For a week, it smelled of rotten eggs. I read here that that is "normal" for WLP400. I gave it three weeks to ferment because, again, I read here that this strain tends to be slow.

After two weeks of conditioning, I opened one. No rotten egg smell. Thick, creamy white head. Pleasant, sweet, slightly spicy aroma. The first taste immediately reminded me of Hoegaarden. Only a faint hint of tartness, though I'm not sure if that's from the Kaffir lime or the soured mash.

Anyway, all this writing is making me thirty. I think I'll go have another. Thanks to everyone who make this forum a valuable resource for brewing!
 
Congrats on the first AG brew!!! Its a step into a whole new world..
Stuck/plugged sparge is a PITA. I have most of my issues with this when I do my AG pumpkin beers in the late spring to be ready for fall.
I fix mine by putting a longer hose on the valve, raising it above the mash tun, opening the valve a bit and then blowing air back into the hose and then collecting some runnings (vorlauf) once or twice to be sure its not going to stick again and clear up the runnings.
Works about 90% of the time.
Great job and brew on brewer!
 
Looks good, I just bottle my first brew. Now I play the waiting game. I hope mine turns out like yours
 
Thanks everyone!

...Stuck/plugged sparge is a PITA...
I fix mine by putting a longer hose on the valve, raising it above the mash tun, opening the valve a bit and then blowing air back into the hose and then collecting some runnings (vorlauf) once or twice to be sure its not going to stick again and clear up the runnings.
Works about 90% of the time...

Thanks!
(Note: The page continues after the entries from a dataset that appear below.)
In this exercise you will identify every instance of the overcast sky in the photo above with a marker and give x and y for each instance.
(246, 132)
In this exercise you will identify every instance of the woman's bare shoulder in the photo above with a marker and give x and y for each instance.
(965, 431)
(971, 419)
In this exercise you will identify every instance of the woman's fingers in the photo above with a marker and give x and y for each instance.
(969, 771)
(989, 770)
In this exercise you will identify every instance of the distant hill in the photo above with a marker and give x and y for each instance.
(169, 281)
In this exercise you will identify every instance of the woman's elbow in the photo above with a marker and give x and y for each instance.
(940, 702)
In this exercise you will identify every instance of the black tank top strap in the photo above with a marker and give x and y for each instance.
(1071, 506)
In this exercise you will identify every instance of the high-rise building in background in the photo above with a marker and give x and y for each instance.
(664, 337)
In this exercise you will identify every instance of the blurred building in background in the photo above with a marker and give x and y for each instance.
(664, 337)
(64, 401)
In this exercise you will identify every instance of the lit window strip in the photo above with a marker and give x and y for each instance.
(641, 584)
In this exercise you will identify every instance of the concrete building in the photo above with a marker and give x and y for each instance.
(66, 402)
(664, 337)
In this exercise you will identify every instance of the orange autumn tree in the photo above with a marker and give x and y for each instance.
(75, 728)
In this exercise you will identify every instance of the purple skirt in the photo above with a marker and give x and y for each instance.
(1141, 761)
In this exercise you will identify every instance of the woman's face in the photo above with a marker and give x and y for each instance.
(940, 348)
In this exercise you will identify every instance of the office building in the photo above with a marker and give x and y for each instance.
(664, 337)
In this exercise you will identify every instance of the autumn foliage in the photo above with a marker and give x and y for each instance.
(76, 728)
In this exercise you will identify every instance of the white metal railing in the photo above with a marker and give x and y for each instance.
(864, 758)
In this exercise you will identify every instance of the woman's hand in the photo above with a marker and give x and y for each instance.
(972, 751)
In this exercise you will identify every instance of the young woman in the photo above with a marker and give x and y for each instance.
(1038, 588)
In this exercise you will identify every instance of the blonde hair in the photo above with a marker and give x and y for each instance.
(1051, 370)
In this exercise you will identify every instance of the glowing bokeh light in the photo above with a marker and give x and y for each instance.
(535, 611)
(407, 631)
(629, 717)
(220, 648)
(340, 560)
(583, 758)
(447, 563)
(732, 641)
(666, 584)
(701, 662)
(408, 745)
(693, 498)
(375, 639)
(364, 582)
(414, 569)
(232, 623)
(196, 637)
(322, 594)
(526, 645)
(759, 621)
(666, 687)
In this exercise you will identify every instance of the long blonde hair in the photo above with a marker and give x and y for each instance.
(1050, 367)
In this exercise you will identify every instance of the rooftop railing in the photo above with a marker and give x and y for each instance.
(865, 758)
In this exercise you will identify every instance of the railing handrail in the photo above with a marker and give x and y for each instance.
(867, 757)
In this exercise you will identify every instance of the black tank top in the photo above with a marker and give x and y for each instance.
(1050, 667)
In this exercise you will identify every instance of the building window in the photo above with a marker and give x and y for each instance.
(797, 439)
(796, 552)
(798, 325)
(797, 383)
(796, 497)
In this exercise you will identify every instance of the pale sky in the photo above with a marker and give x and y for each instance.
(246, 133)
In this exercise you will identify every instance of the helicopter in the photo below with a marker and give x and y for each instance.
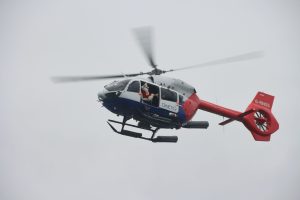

I'll keep that in mind.

Congrats, on to the next...build the pipeline!

Will do. In two to three weeks my all-grain Über-malty Honey Amber Ale should be ready to bottle and my partial-mashed Chocolate Stout is aging and should be ready in a month!

Looks good, I just bottle my first brew. Now I play the waiting game. I hope mine turns out like yours

Thanks! I'm still new at homebrewing myself, but I find that diligence and patience are duly rewarded in this pursuit. Just make sure everything is scrupulously sanitized, maintain temperatures, pitch enough yeasts and ye shall have good beer.